Stream of changes. Every event from the Pathway table is appended to the destination table together with its time and diff metadata, so the result is a complete log of insertions and deletions. The destination table is created on demand when init_mode allows it:

import pathway as pw
t = pw.debug.table_from_markdown('''
age | owner | pet
10  | Alice | dog
9   | Bob   | cat
8   | Alice | cat
''')
pw.io.sqlite.write(
    t,
    "pets.db",
    "pets",
    init_mode="create_if_not_exists",
)

The resulting pets table has the original columns plus the two INTEGER columns time and diff automatically added by the connector.

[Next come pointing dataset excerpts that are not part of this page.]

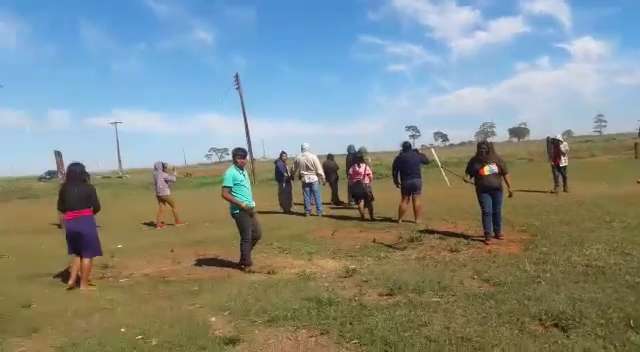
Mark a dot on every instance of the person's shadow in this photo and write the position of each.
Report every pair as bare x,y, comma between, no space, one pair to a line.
217,263
451,234
63,275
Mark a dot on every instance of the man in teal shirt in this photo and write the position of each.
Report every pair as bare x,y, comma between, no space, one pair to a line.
236,189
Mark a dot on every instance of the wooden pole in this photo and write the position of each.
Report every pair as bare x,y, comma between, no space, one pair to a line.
246,127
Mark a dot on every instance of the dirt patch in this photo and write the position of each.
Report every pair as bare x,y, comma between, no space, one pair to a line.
289,340
348,238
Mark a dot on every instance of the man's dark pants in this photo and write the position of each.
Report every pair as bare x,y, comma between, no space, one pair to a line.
335,196
250,234
559,172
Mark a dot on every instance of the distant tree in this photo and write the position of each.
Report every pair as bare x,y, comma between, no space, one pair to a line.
441,137
220,153
600,124
519,132
414,133
568,134
486,131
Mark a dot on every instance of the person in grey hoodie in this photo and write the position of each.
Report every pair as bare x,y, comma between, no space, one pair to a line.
162,181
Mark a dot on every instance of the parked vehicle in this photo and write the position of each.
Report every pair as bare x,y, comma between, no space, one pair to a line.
48,176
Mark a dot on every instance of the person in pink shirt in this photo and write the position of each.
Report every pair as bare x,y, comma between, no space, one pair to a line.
360,179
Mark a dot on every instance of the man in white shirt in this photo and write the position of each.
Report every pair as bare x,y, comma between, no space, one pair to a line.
559,159
308,169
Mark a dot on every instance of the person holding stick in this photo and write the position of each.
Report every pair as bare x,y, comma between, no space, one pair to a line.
236,189
162,183
284,180
330,168
488,171
407,175
78,202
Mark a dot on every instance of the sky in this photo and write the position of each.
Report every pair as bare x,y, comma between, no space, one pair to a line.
329,73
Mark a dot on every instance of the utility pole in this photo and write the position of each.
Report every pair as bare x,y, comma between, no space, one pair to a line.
184,155
115,125
238,85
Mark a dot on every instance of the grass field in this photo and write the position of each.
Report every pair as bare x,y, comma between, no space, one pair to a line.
567,277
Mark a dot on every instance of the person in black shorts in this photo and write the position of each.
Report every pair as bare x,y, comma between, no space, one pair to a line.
407,175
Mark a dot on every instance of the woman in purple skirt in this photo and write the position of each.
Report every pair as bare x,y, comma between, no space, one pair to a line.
78,202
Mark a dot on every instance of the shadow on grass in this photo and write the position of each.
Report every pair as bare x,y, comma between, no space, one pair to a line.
531,191
451,234
63,275
216,263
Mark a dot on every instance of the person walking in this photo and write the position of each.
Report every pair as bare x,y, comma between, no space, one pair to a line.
559,159
407,175
351,153
236,190
330,168
308,168
360,180
284,180
79,203
162,183
488,171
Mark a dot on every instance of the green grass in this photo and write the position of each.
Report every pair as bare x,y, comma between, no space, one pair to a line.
571,285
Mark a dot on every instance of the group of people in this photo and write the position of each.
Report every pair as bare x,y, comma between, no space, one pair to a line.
78,201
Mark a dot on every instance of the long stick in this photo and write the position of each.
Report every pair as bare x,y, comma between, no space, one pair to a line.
444,175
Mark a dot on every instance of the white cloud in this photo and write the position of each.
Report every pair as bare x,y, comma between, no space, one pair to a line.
403,56
150,122
547,96
12,31
587,49
58,119
10,118
186,28
461,27
499,30
558,9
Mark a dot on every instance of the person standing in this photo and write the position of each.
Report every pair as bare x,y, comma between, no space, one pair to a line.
284,180
488,171
407,175
330,168
360,179
559,159
236,189
162,183
308,168
351,154
78,202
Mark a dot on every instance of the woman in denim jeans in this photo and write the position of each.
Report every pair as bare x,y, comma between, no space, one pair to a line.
488,171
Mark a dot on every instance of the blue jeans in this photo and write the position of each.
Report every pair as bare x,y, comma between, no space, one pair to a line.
312,190
491,206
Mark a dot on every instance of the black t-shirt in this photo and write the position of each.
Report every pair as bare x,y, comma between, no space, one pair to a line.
487,174
78,197
330,168
407,166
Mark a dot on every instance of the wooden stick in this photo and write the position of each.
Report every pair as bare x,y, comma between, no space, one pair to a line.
444,175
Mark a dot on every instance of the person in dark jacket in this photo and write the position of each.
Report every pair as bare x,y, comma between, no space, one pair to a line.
331,168
407,175
350,160
284,180
78,202
488,171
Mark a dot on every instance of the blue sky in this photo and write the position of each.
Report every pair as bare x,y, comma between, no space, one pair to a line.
329,73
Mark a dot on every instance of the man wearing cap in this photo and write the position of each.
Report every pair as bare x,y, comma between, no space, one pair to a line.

Snapshot. The destination table is kept in sync with the current state of the Pathway table: every +1 event UPSERTs on the primary key and every -1 event issues a DELETE against the matching row. A primary key must be supplied via primary_key:

pw.io.sqlite.write(
    t,
    "pets.db",
    "pets_snapshot",
    output_table_type="snapshot",
    primary_key=[t.owner, t.pet],
    init_mode="replace",
)

Here (owner, pet) is the primary key, so at any point in time the pets_snapshot table contains one row per live (owner, pet) pair — no history, no time / diff columns.